Pasta a la africana

Un edificio anónimo, en el oeste de Roma,  lleno de cientos de historias con origen lejano

África más que un continente es un conglomerado de submundos, según –palabras más, palabras menos- decía Ryszard Kapuściński en su libro Ébano. Después de haber estado allí innumerables veces, entre 1957 y 1990, él podía decirlo con toda propiedad. En mi caso no puedo suscribirlo, si acaso imaginarlo, porque en África sólo he estado una vez y por apenas cinco días, en los que tuve poca interacción con los lugareños.
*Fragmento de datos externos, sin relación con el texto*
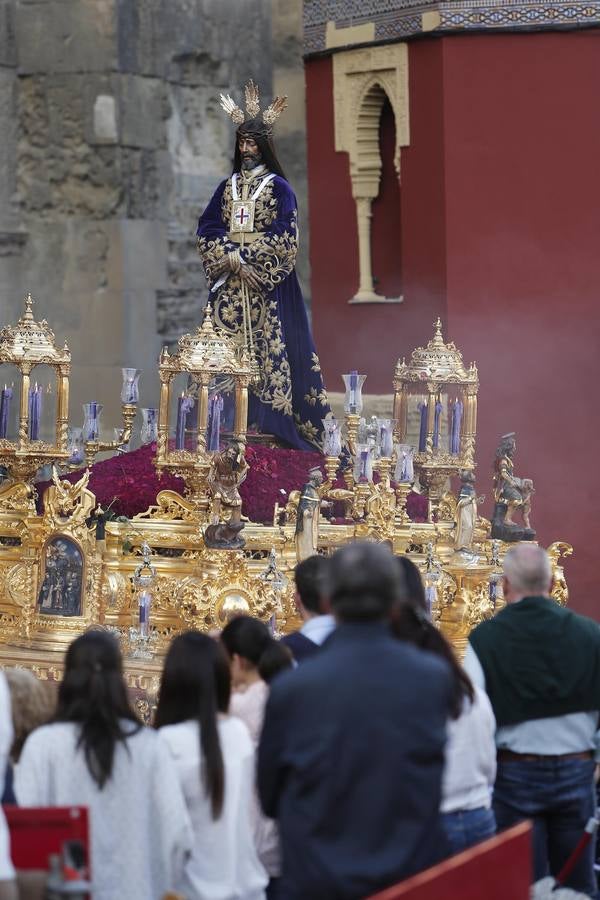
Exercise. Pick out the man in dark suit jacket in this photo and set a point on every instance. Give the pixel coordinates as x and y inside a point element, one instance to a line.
<point>352,751</point>
<point>309,577</point>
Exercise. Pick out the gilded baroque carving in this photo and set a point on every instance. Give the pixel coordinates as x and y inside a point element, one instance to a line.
<point>362,79</point>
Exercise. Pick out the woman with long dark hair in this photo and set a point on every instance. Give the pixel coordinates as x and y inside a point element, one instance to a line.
<point>96,753</point>
<point>256,658</point>
<point>215,762</point>
<point>470,767</point>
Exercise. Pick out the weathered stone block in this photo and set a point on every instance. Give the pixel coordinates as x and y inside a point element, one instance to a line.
<point>143,111</point>
<point>66,36</point>
<point>8,149</point>
<point>8,44</point>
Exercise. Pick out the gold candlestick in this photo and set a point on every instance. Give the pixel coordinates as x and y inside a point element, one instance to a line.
<point>128,413</point>
<point>331,467</point>
<point>384,467</point>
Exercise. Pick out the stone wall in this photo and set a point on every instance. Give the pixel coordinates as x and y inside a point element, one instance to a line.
<point>113,141</point>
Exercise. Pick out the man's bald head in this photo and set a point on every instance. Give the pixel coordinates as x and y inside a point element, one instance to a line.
<point>528,571</point>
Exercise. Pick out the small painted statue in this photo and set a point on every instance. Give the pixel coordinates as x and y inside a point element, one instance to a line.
<point>511,493</point>
<point>466,512</point>
<point>229,469</point>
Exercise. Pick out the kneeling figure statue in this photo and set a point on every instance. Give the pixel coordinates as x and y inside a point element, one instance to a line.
<point>510,493</point>
<point>228,471</point>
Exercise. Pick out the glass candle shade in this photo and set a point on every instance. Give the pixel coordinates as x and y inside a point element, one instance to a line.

De ese viaje a Marruecos, lo más memorable fue haber estado, por motivos que no vienen a cuento, en la casa de quien decía ser un ex presidiario; y compartir con una niña de unos once años que, en un descuido, nos robó 250 dírham marroquí (equivalentes a unos 25 euros, mas suficiente para pagar una noche en el hotel).
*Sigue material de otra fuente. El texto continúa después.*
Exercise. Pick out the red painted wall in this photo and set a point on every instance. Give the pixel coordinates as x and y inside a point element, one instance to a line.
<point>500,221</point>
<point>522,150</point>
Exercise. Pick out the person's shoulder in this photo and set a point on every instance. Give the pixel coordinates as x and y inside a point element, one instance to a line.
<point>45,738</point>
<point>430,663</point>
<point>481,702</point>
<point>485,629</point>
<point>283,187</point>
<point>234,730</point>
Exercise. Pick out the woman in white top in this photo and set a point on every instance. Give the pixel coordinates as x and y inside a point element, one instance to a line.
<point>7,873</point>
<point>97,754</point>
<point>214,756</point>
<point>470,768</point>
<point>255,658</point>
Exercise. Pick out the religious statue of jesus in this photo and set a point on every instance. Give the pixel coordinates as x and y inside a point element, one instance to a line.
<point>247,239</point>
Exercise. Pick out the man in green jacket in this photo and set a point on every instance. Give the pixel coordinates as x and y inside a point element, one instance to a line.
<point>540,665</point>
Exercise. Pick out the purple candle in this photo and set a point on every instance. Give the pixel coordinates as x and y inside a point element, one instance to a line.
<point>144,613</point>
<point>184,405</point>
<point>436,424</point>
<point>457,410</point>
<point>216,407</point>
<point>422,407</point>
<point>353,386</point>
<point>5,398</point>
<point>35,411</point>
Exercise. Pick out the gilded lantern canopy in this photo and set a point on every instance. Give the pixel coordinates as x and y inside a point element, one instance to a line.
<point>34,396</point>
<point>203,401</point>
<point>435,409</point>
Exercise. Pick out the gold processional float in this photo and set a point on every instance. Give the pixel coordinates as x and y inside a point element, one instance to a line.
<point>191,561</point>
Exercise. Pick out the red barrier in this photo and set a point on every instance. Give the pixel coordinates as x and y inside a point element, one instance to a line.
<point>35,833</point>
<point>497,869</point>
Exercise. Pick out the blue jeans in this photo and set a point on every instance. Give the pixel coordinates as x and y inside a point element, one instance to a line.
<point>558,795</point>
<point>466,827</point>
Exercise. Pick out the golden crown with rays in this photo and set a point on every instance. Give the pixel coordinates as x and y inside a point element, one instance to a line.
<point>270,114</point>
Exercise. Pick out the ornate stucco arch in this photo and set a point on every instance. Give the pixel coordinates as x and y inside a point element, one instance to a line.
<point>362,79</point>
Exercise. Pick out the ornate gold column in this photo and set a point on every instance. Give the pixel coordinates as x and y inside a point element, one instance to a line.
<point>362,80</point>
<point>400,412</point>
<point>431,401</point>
Pero es aquí en Italia donde, irónicamente, tengo un acercamiento jamás imaginado a la diversidad africana; en particular a la de la llamada ‘África negra’ o África subsahariana. Es ahora cuando, –y por más de dos semanas–, he estado compartiendo la cocina (incluyendo las ollas ya quemadas y demás utensilios), el comedor, el baño y las áreas comunes de un centro de accoglienza (centro de acogida), gestionado por Caritas, con más de una veintena de mujeres provenientes de: Eritrea, Nigeria, República del Congo, Mali, Costa de Marfil, Somalia, entre otros; pero también con una iraniana, una siriana  –quien me regaló una chaqueta (nueva) de invierno– y una tibetana. Vale decir que jamás había conocido a alguien del Tibet. Y salvo el Dalai Lama y la película Siete años en el Tibet, protagonizada por Brad Pitt, no son muchos las referencias que tengo de esos parajes.
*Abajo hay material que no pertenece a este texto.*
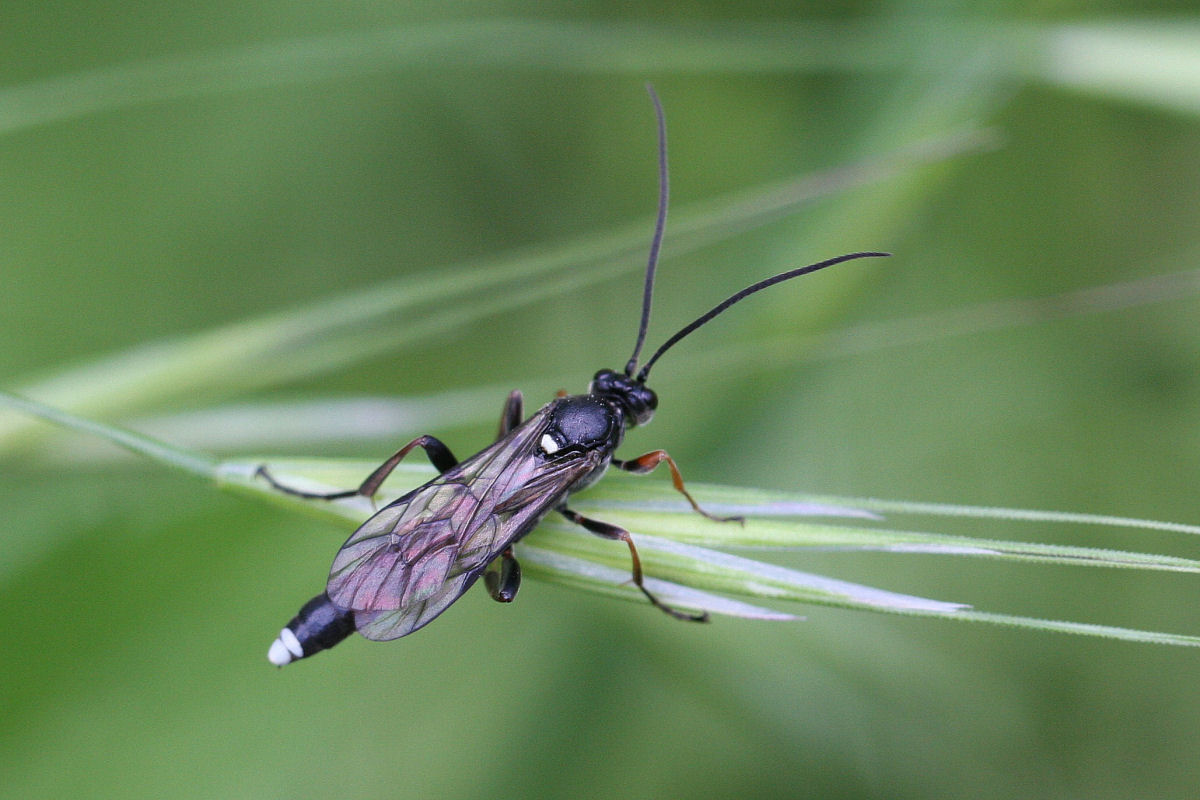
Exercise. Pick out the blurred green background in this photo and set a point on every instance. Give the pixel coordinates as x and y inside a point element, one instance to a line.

Es también aquí en Italia cuando comparto la habitación, –en la que sólo hay espacio para una litera, dos sillas, un armario grande (el suyo) y dos armarios pequeños apilados (los que he estado usando)– con una nigeriana. Su nombre es Jacinta y tiene 32 años recién cumplidos, aunque por su estatura y sus dimensiones luce mayor…que yo. Ella ha estado en el centro por dos meses y espera reunirse en algún momento –dinero y circunstancias favorables mediante– con su esposo, quien se encuentra en Austria. Por fortuna, sus documentos están en regla. Sin embargo, son muchas las que todavía están a la espera de recibir la documentación, por parte del gobierno italiano, (algunas por concepto de asilo político, otras por reunificación familiar y así).

Ayer, al enterarse de que este sábado me voy del centro, Jacinta se sorprendió. Le dije que trabajaré para una familia en Toscana, pero esto es una media verdad…o una media mentira: Voy a la casa de mis amigos en Cortona, a refugiarme por unos días, a buscar un poco de contención emocional, aire fresco y comida vegetariana…a cambio de ayuda en los quehaceres del hogar. Un poco consternada, ella dijo que me extrañaría. Yo no pude decir lo mismo, si bien me parece que Jacinta es una mujer noble.

‘Yo le recé a Dios para que llegara alguien como tú’, me soltó luego…y me conmovió. Yo también había pedido protección divina cuando sabía que viviría en este lugar. La imagino arrodillada, en el suelo, y con las palmas entrelazadas sobre la cama –como suele ponerse al menos dos veces al día, cada vez que ora– pidiendo tener una roomate tranquila. Una vez más, la plegaria se repetirá, pero ahora, también yo, desearé que ‘la nueva’ sea una buena persona. Jacinta lo merece…y estoy  segura de que ‘la gracia de Dios’, como ella siempre dice, así lo permitirá.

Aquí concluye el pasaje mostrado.